Design-Based Inference

NFIs and other large-scale forest surveys normally are based on design-based inference, i.e. the populations of trees and other elements of interest within a country are considered fixed and thus there exist fixed but unknown population totals and means that can be estimated from sample data. Estimators of population parameters are random variables due to random selection of population elements into the sample. Design-based inference dates back at least to Neyman (1934). This paper shaped the domination of an inferential framework wherein inference is independent from any assumptions about population structure and distribution. However, at the time Neyman published his paper design-based inference had already been applied in forest surveys for more than a decade in the Nordic countries. Some key assumptions underlying design-based inference are:

  • the values that are linked to the population elements are fixed,
  • the population parameters about which we wish to infer information are also fixed,
  • our estimators of the parameters are random because a random sample is selected according to some design, such as simple random sampling,
  • the probability of obtaining different samples can be deduced and used for the inference.

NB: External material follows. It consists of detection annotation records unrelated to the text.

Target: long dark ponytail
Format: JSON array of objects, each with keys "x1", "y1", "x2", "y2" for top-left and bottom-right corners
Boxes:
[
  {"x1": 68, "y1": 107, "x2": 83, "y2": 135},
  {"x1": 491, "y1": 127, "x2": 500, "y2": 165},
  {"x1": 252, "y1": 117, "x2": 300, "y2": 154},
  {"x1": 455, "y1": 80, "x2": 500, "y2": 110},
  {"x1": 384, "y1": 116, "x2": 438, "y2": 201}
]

The Horvitz-Thompson estimator can be applied to any design. Using this estimator the population total, \tau is estimated as

\hat{\tau} = \sum_{i\in S} \frac{y_i}{\pi_i}

Here, y_i is the variable of interest for the i^{th} sampled element, \pi_i is the inclusion probability, and n is the sample size. A general formula for the variance is

V(\hat{\tau}) = \sum_{i\in U}\sum_{j\in U} (\pi_{ij}-\pi_i\pi_j)\frac{y_i}{\pi_i}\frac{y_j}{\pi_j}

In addition to the previously introduced notation, \pi_{ij} is the joint probability of inclusion for unit i and j.